The usual treatment of intra-ocular infections consists of intensive use of systemic and topical antibiotic administration. Intra-cameral injection of antibiotics may lead to operative complications and drug irritations such as endothelial damage, iritis, neovascularisation, and cataract formation, but has the advantage of rapidly achieving a very high intra-ocular antibiotic concentration. The risk and benefit of such injection must be weighed in the management of an individual case.
The use of a particular type of antibiotic on clinical grounds without repeated efforts to isolate the organisms from the lesion is dangerous at times. The participation of two or more microorganisms in the infective process of which only one was thought of at the time of drug selection is again harmful.
It is generally believed by unwary practitioners that corticosteroids decrease the inflammatory response of the tissues but it should be borne in mind that these agents destroy thymocytes, slow leukocyte movement, inhibit scar formation by fibroblasts, melt away newly formed capillaries, and favour the growth of pathogenic fungi and other opportunistic organisms. Thus the use of steroids in case of bacterial corneal ulcers and post operative bacterial endophthalmitis is not entirely safe. Steroid induced glaucoma, cataract, delayed wound healing, are other very well known complications. The cortico-steroids are a double edged sword and must be used judiciously in the treatment of bacterial infections since they can incite own fraud of destructive eye diseases.

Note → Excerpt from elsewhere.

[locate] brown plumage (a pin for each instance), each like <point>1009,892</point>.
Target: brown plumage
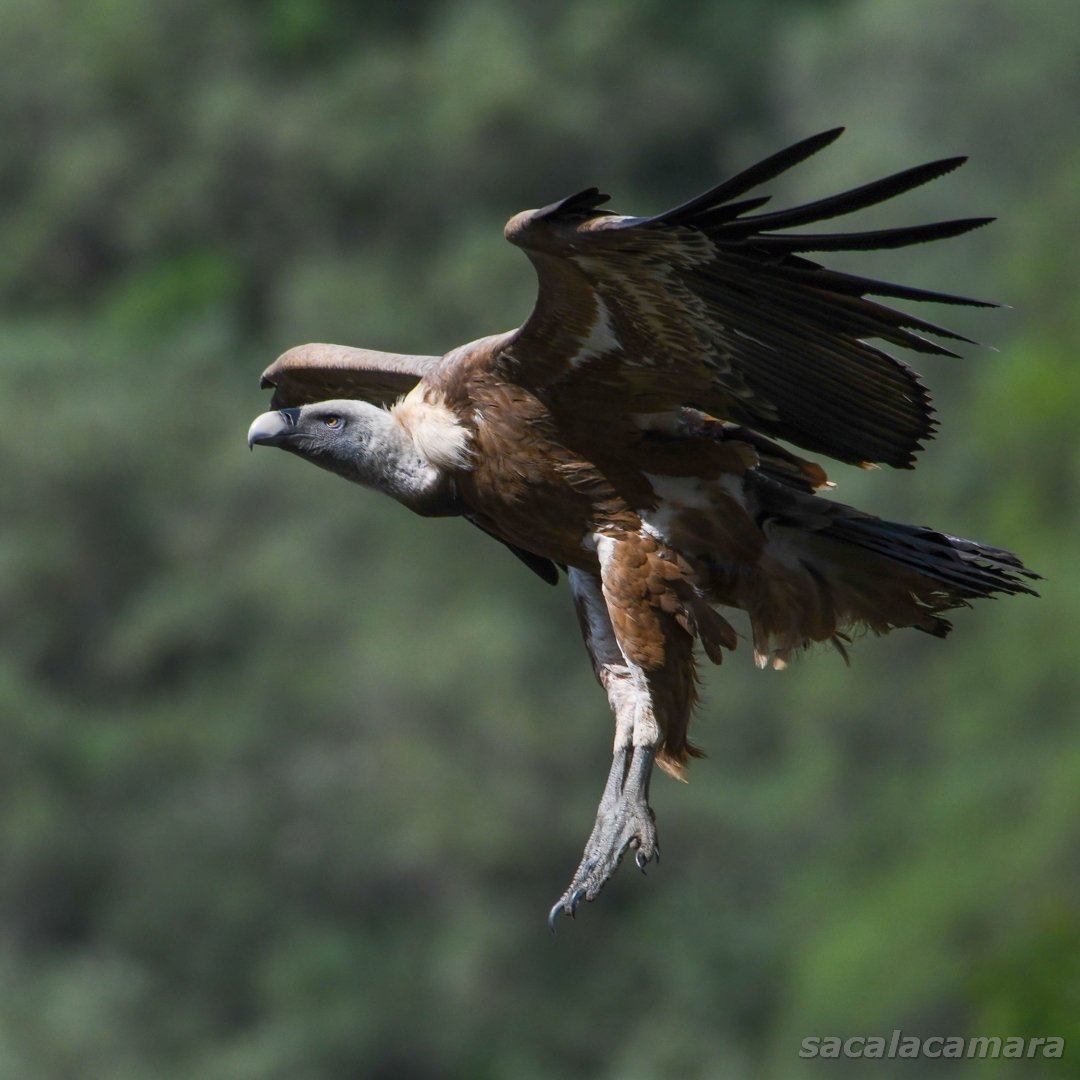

The decision to use a particular antibiotic for a given infection should not be guided by clinical impression, except for initial emergency treatment. Arbitrary choice of an antibiotic is unwise. The individual strains of microorganisms vary widely in their sensitivity. It is always essential for the selection of the best antibiotic to carry out laboratory sensitivity studies and prescribe the antibiotic accordingly. As far as possible for the topical use, the antibiotics commonly administered systemically should be avoided. Prophylactic use of antibiotics in the era of asepsis has no role to play.
In the recent past there has been great advancement in vitreous surgery. It is now possible to remove post-inflammatory debris and membranes from the vitreous. Thus restoring sight atleast in some cases of curable blindness which are due to bacterial infection of the posterior segment.
We may conclude by laying down some broad principles of use of antibiotics in ocular infections;
Avoid local use of antibiotics which are used systemically. Local use of such antibiotics produces drug sensitivity and may prove dangerous. This is the reason that we have recommended the banning of production of penicillin ointment for local use.Prophylactic use of antibiotics is only mentioned to be condemned irrespective of the spectrum of antibiotic.Combination of antibiotics with steroids should be weighed very carefully before therapeutically resorted.The principle for antibiotic and or corticoid therapy should be no drug is the best treatment and least medication is the best alternative. This in effect means a careful clinical and laboratory assessment of the indication of the use of a particular antibiotic and or corticoid before treatment.